VI

Peu de semaines avant le retour de Mucius, Fabius avait entrepris de peindre le portrait de sa femme en sainte Cécile.

Il avait fait de très grands progrès dans son art : l'illustre Luini, un élève de Léonard de Vinci, était venu lui rendre visite à Ferrare, afin de l'aider de ses conseils et de lui enseigner les préceptes de son vénéré maître.

Le portrait était presque terminé, il ne restait plus qu'à faire quelques légères retouches au visage, et Fabius pouvait être justement fier de son œuvre.

Après avoir fait ses adieux à Mucius, il se rendit dans son studio, où sa femme avait coutume de l'attendre. Point de Valéria. Il l'appela : pas de réponse. Saisi d'une sourde inquiétude, il partit à sa recherche, ne la trouva nulle part dans la maison et la découvrit enfin dans le parc, dans une des allées les plus éloignées.
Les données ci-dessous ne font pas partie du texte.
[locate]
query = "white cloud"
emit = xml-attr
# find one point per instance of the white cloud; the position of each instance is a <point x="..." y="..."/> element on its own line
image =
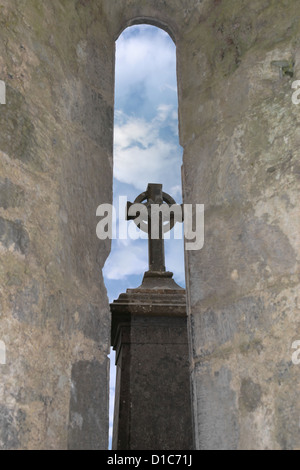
<point x="141" y="155"/>
<point x="147" y="58"/>
<point x="126" y="261"/>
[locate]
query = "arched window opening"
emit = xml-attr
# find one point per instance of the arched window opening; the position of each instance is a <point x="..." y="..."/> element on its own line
<point x="146" y="150"/>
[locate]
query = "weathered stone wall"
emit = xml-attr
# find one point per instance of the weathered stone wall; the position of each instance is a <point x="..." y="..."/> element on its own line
<point x="240" y="133"/>
<point x="56" y="167"/>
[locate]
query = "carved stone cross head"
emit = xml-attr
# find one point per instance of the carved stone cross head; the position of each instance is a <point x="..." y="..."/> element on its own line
<point x="157" y="203"/>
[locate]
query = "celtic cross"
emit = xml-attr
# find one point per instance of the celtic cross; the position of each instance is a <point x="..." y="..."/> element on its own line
<point x="155" y="196"/>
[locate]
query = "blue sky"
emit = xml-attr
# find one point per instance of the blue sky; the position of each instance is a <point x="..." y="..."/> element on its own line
<point x="146" y="150"/>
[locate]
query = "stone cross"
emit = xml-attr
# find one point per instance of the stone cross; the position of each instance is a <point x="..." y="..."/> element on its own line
<point x="154" y="195"/>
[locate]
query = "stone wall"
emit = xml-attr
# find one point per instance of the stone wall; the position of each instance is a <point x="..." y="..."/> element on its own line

Valéria était assise sur un banc, la tête baissée sur la poitrine, les mains croisées sur les genoux, et derrière elle, tranchant sur l'ombre verte des cyprès, un satyre de marbre portait un pipeau à ses lèvres pointues et souriait avec une joie mauvaise, sarcastique.
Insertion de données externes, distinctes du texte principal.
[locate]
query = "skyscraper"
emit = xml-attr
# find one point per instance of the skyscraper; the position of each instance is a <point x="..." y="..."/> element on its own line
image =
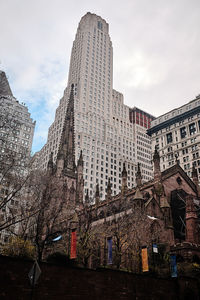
<point x="103" y="130"/>
<point x="176" y="135"/>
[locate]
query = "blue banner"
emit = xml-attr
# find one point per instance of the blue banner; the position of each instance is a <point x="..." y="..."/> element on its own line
<point x="173" y="266"/>
<point x="109" y="251"/>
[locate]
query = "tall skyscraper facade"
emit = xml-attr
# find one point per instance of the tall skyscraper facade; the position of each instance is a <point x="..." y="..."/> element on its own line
<point x="16" y="136"/>
<point x="103" y="130"/>
<point x="18" y="139"/>
<point x="176" y="135"/>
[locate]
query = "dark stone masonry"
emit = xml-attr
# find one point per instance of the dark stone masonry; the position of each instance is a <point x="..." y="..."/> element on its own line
<point x="64" y="282"/>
La jeune femme se montra fort heureuse de l'arrivée de son époux ; à ses questions inquiètes, elle répondit qu'elle avait une légère migraine, mais que cela ne voulait rien dire et qu'elle était prête à poser pour lui. Fabius la conduisit au studio, la fit asseoir, prit ses pinceaux, mais, à son vif dépit, ne réussit pas à terminer le visage, comme il en avait eu l'intention. Non pas que celui de Valéria fût un peu pâle et las, mais pour une tout autre raison : il n'y retrouvait plus cette expression de pureté divine qui lui plaisait tant et l'avait incité à peindre sa jeune femme en sainte Cécile. En fin de compte, il se décida à repousser la palette, en se prétextant mal disposé, et recommanda à Valéria de s'étendre un instant, car elle n'avait pas l'air bien portante. Puis il tourna son chevalet face au mur.
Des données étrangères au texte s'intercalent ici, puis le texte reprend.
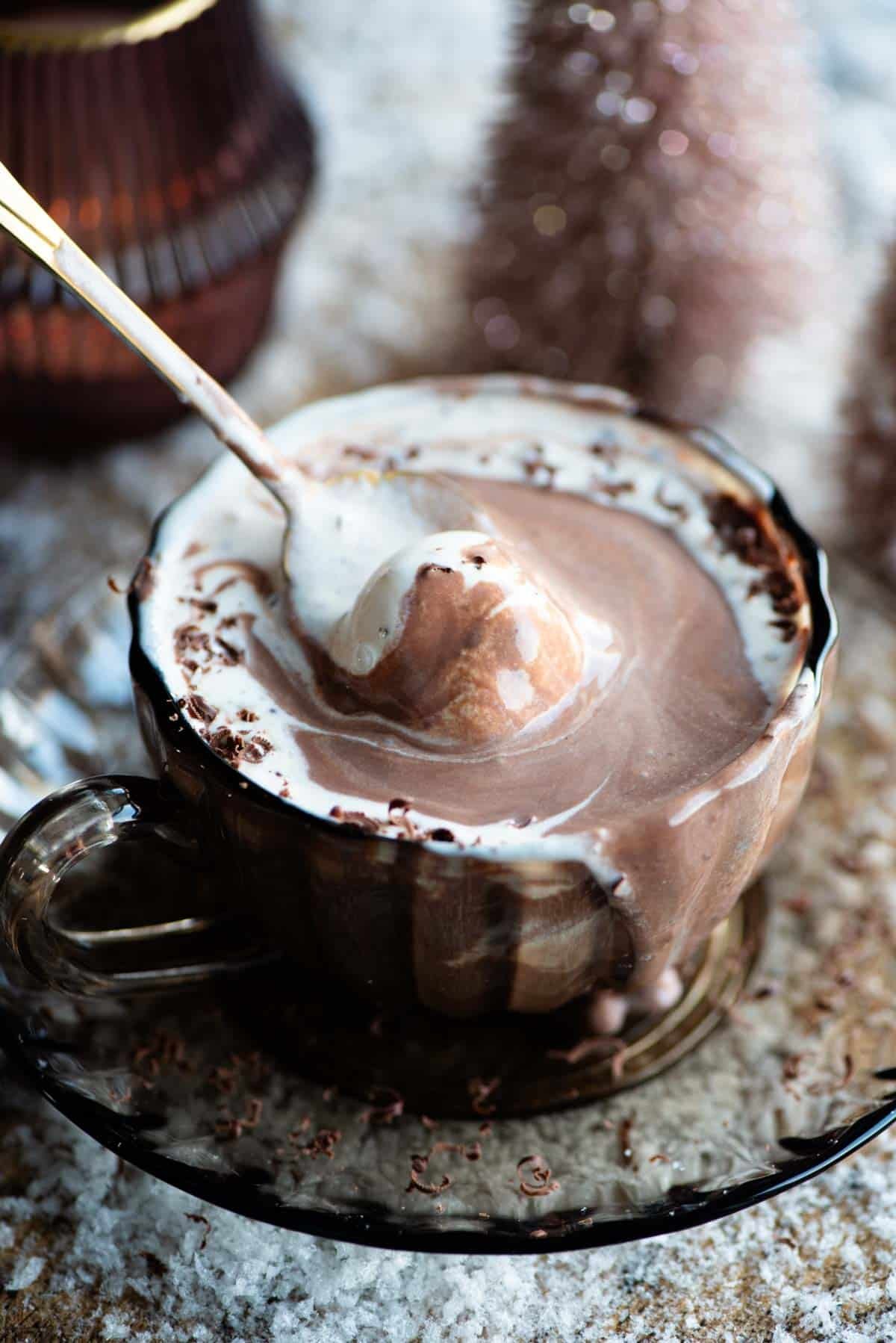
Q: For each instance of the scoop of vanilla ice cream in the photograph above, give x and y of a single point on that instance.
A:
(418, 611)
(453, 638)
Resté seul, Fabius éprouva une bizarre sensation de trouble. La présence de Mucius sous son toit le gênait, bien qu'il l'eût souhaitée lui-même. Certes il n'était pas jaloux — la conduite de Valéria était à l'abri de tout soupçon — mais il ne reconnaissait plus son compagnon d'antan. Toutes les manières étranges que Mucius avait rapportées de son séjour dans les contrées lointaines, et dont il ne pouvait apparemment plus se défaire, ses pratiques sibyllines, ses chants, ses philtres mystérieux, son domestique muet et jusqu'à l'odeur d'épice qui émanait de ses habits, de ses cheveux, du son de sa voix, tout cela inspirait à Fabius une vague méfiance, voire de l'appréhension.

Et pourquoi donc le Malais, en les servant à table, s'obstinait-il à le dévisager avec tant de méchanceté ?

L'on aurait pu croire, par moments, qu'il comprenait l'italien.

Mucius avait prétendu que son domestique était en possession d'un immense pouvoir occulte, acquis au prix de sa langue.

« Quel pouvoir, et où l'avait-il acquis ? »

Tout cela était terriblement étrange, énigmatique.

Fabius se rendit auprès de son épouse. Valéria était étendue sur le lit, toute habillée, et ne dormait pas. En l'entendant venir, elle tressaillit violemment, puis ses traits se détendirent et exprimèrent un vif soulagement, comme tout à l'heure, dans le parc.

Le jeune homme s'assit à son chevet, prit sa main dans les siennes, observa quelques minutes de silence et lui demanda ensuite quel était ce rêve qui l'avait tellement effrayée et s'il ne ressemblait point à celui de Mucius.

Valéria rougit de confusion et balbutia :

« Oh ! non, non ! J'ai vu… une espèce de monstre qui voulait me déchiqueter…

— Un monstre ? À tête humaine ? insista Fabius.

— Non !… De bête… de bête ! »

La jeune femme se détourna et cacha ses joues en feu dans l'oreiller. Fabius retint sa main quelque temps encore, la porta à ses lèvres, en silence, et se retira.

La journée sembla triste aux deux époux, comme si un nuage sombre avait été suspendu au-dessus de leurs têtes, sans qu'ils sussent au juste de quoi il s'agissait. Ils voulaient rester ensemble, se sentant menacé d'un grave danger, mais ne trouvaient rien à se dire. Fabius essaya de se remettre à son chevalet, de lire des vers de l'Arioste, dont le poème venait seulement de paraître à Ferrare et était déjà célèbre dans toute l'Italie, mais tout lui tombait des mains… Mucius revint à une heure tardive, comme ils se mettaient à table pour le repas du soir.